Touted for its versatility both in the day and low light settings, Kodak Ultra Max 400 is another color negative film stock for consumers. As a teen, Lumen found it to be an affordable film at the start of her photography journey, and it remains one today.

"It's not just that though. When comparing it to the other consumer stocks like [Kodak] Gold and Colorplus, it always seems to me that Ultra Max has a more saturated look, and the reds really pop, not quite as much as Ektar, but there is a vibrancy to this stock that the others don't quite achieve," Lumen says.

"For me, this stock shot in my Nikon L35AF with the flash seems to yield this cool 90's grunge magazine look and feel to it. The grain is most certainly there, but I welcome that when I've had a stint shooting roll after roll of Ektar."

The downside to this famous film stock is its lower print quality, for example, compared to Kodak Ektar. As the primary target audience is the general consumer, not a professional, you can still lean into the unique characteristics of this film and make the most of it.

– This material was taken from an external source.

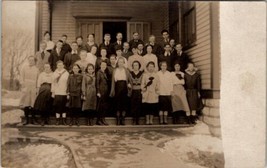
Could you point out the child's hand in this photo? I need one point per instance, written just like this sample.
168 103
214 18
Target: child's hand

Kodak Ektar 100 for smooth grain

If you want to produce sharp, vivid prints of your work, Kodak Ektar 100 is a top choice. Photo by Lucy Lumen

Professional film stock Kodak Ektar 100 is a solid choice for landscape and nature photography. It gives vibrant and bold colors, and it's also an all-time favorite for Lumen. The film is available in 35mm and 120 formats.

"I recently shot Ektar at night with on-camera flash, and despite it being a 100-speed film, the shots come out like nothing else I've ever seen" - Lucy Lumen

The resulting photos have a fine grain — a bonus for those who want to print large. And, when it comes to capturing beautiful blue sky or anything red, Lumen hasn't found a film stock that beats what Ektar produces.

While some film stocks may shine in certain genres and styles, it’s still worth experimenting with different shooting environments. Photo by Lucy Lumen

While beautiful sunshine contributes to visually pleasing photos with Ektar, the film stock's 100 ISO may not be enough for photographers shooting in more gloomy weather conditions. Lumen also points out there is still debate among analog photographers about whether this film stock is for portraits. You shouldn't automatically discount it, though. Sometimes, it simply takes the right lighting conditions to achieve flattering skin tones.

As with most types of film, there is room for experimentation. "I recently shot Ektar at night with on-camera flash, and despite it being a 100-speed film, the shots come out like nothing else I've ever seen," Lumen says. "This is an uncommon and creative way to use this stock which otherwise is often reserved for landscapes."

Author final notes:

The world of analog photography can be challenging and frustrating, especially when your favorite film stock is… out of stock. At the same time, you can find too-many-to-count types of film stock sold online and in stores. You may even come across an old, expired film that gives an unexpected result. Above all, film photography is satisfying because it makes you slow down in a world filled with instant digital photos. What is your favourite film stock to shoot?